Josh Getzler
In honor of Geoff Rodkey, who will be leading a session of the Thalia Book Club Camp on Friday with a presentation on The Chronicles of Egg: Deadweather and Sunrise, I’m going to take a page from Symphony Space (where the TBBC takes place) and use this week’s post for some short topics. These aren’t long enough for full posts, but are very much what I’m dealing with these days.

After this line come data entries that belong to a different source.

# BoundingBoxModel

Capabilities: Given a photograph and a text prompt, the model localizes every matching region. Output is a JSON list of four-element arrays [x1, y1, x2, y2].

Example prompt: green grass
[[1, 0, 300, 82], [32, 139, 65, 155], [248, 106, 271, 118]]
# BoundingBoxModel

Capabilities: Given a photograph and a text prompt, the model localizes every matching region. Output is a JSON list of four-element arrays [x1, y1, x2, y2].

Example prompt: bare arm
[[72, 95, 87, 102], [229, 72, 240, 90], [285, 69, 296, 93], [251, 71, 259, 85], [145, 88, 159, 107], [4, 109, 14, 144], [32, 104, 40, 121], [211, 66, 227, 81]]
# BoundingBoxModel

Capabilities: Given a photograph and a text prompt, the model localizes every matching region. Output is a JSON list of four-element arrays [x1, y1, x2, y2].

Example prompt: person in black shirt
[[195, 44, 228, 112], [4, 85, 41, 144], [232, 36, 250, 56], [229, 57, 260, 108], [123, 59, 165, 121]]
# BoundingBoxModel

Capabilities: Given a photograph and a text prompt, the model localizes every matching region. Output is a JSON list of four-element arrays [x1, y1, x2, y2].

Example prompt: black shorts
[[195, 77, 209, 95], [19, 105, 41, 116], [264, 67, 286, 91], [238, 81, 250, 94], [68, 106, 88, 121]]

- In many markets outside the US, children’s books are not sliced up as thinly as they are here. At the 82nd Street Barnes and Noble, there are different shelves for children in overlapping 4 (or so) year age groups. This differentiates kids who are just learning to read from chapter book readers from younger series to older, until we hit teenhood—at which time everything’s paranormal romance. Seriously, though, it’s made me force any number of my clients to change their characters’ ages in order to hit the slice where I feel their voices are most appropriate. And that’s the way I do it, incidentally—an author can claim that a kid is 15, but if it feels 12, we have a real discussion. Ultimately, I get more rejections from editors who tell me that the voice feels wrong for the age described than anything else, so it’s what I concentrate on most with clients.

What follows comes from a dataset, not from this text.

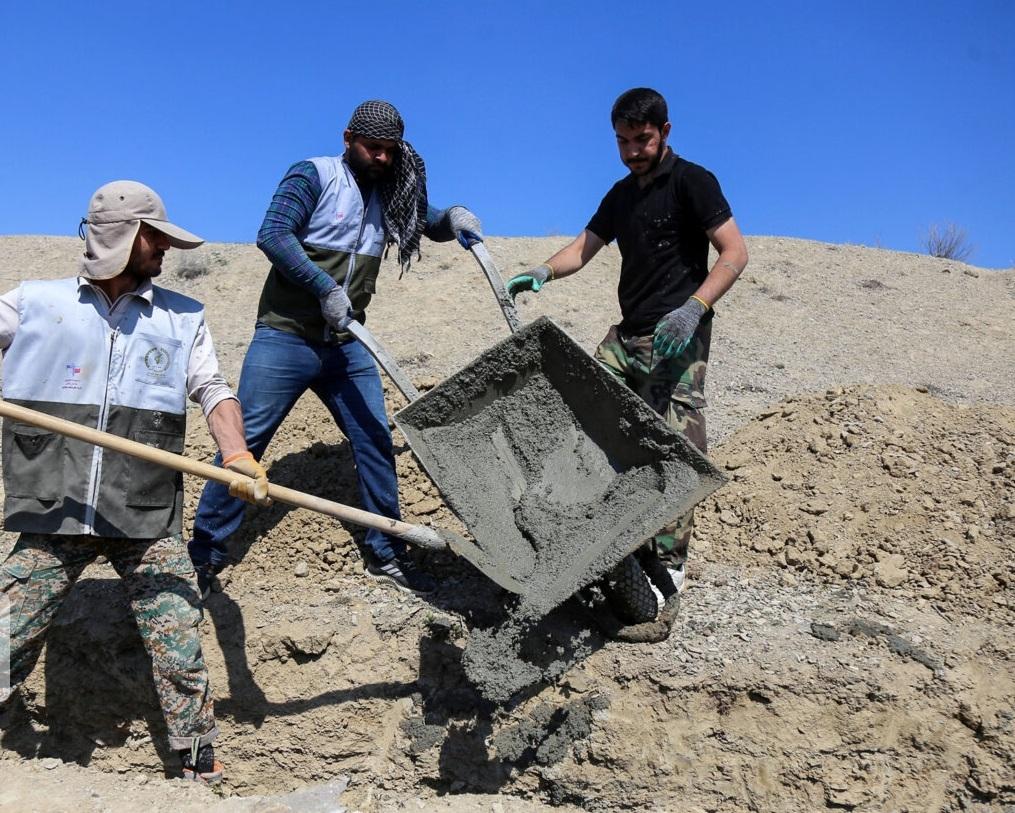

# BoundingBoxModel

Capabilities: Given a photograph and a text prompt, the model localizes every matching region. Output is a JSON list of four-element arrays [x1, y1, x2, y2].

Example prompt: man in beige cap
[[0, 180, 269, 783]]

- In the past, publishing seemed to shut down all summer—or at least slowed down considerably—because everyone went away simultaneously during July and August. In 2008, when the industry--like the rest of the US--went into crisis, nobody took a break in fear of coming back from Cape Cod to find their stuff in a milk crate on top of their desks. This year, for the first time in four or five years, I’m getting a bit of a slowdown as there are staggered vacations all over town. So rather than a full-on blackout, it’s more like rolling brownouts, with a slightly slower pace than the rest of the year. On some level this is OK—it means that we’re not all terrified that the industry is going to disappear while we’re away for a week. But it also means that editorial board meetings are a bit more intermittent around town.
- I’m getting a TON of submissions this summer, not necessarily coming from a particular place (not from a conference, not from referrals).
- We are a one-child house for the first time in ten years today, as we’ve sent both of our daughters to sleepaway camp. The remaining child, the 13 year old, is taking an historical fiction writing course at the fabulous Writopia, with teachers from the New York Historical Society. So he’s writing cartoon screenplays about Marshmallow the Dog in the Depression and Marshmallow the Dog VS the Nazis. He is the oldest teenager in the world.